At least 2 reference(s) should be provided.
Two academic references (or if appropriate to the programme applied for, one could be from your employer).
This programme combines the approaches of religious, social, cultural and political historians to take a fresh look at early modern history. It is taught by leading scholars whose expertise covers the cultural and religious landscape of the late-medieval world, the Catholic and Protestant Reformations, new world discoveries and the political and cultural worlds of sixteenth- and seventeenth-century England and Europe. This gives you a rich variety of options, and a wide range of possibilities for your dissertation topic. The programme also offers comprehensive research training opportunities, providing the ideal grounding for going on to undertake a PhD in this area.
This programme is run out of the Centre for Reformation and Early Modern Studies, one of the most dynamic concentrations of early modern historians in the country. We have more than half a dozen full-time academic staff with expertise in the period c.1500-1800 in History alone, with geographical coverage including local (West Midlands) history, Germany, Italy, and the wider world. CREMS also has excellent links with staff in English, the Shakespeare Institute, History of Art, and elsewhere.
This MA is designed to give you a firm grounding in current themes and debates in early modern history, with a focus on the religious and cultural history of sixteenth- and seventeenth-century Britain and Europe. A wide range of options allow you to specialise in an area of your choice, and comprehensive training opportunities will help to prepare you to embark upon a significant research project. In recent years, scholars have moved beyond a traditional, narrow concern with elite religion and high politics to explore the cultural, material and social histories of the early modern period, including the Renaissance and the Reformation.
The whole subject has becoming increasingly interdisciplinary, with researchers drawing on the insights of anthropology, sociology, cultural and literary studies, art history, and musicology, as well as history. Topics such as violence, clothing, gender, exploration, art, drama, music and material culture have come to be seen as crucial to an understanding of the transformations that were taking place. These new approaches are integral to the teaching and research training provided on this course. There is also an annual field trip, designed to explore key themes and issues outside of the classroom, in the context of key buildings, documents and historical artefacts.
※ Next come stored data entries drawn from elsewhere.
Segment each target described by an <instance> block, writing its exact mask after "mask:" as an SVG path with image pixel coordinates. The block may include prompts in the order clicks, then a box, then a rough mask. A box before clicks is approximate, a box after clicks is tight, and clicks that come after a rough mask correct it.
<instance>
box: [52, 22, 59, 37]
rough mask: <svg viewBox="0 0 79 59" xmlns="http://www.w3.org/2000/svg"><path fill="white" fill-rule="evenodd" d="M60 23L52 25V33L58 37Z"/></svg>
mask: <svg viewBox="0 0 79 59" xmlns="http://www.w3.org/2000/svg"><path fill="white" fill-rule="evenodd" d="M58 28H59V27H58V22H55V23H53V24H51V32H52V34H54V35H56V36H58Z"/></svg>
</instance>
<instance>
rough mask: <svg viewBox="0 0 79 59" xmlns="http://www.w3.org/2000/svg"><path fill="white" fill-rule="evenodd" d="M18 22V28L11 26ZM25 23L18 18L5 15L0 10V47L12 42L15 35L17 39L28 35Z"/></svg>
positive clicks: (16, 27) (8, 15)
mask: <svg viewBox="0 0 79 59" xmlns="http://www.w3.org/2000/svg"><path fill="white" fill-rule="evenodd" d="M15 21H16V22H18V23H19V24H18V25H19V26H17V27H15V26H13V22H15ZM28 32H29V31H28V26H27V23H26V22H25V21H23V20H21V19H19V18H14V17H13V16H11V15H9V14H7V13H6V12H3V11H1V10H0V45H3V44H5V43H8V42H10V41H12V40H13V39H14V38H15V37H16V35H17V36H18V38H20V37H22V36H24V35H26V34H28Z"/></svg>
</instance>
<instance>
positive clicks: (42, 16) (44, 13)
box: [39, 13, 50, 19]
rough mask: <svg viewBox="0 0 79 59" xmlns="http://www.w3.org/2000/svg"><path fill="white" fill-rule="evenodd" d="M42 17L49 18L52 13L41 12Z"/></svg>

You will study two core modules (full descriptions available below):
Religious Reformations in Early Modern Britain and Europe
Research Methods and Skills
You will also choose an optional special subject module and complete a 15,000-word dissertation on an agreed topic which relates to the history of any of the areas covered by the course..
Over the past five years, over 92% of History postgraduates were in work and/or further study six months after graduation. Some of our History postgraduates go on to use their studies directly, for example in heritage, museum or archivist work. Others use their transferable skills in a range of occupations from finance to civil service to fundraising. Employers that graduates have gone on to work for include: Alcester Heritage Network; HSBC; KPMG; Ministry of Defence; and the National Trust.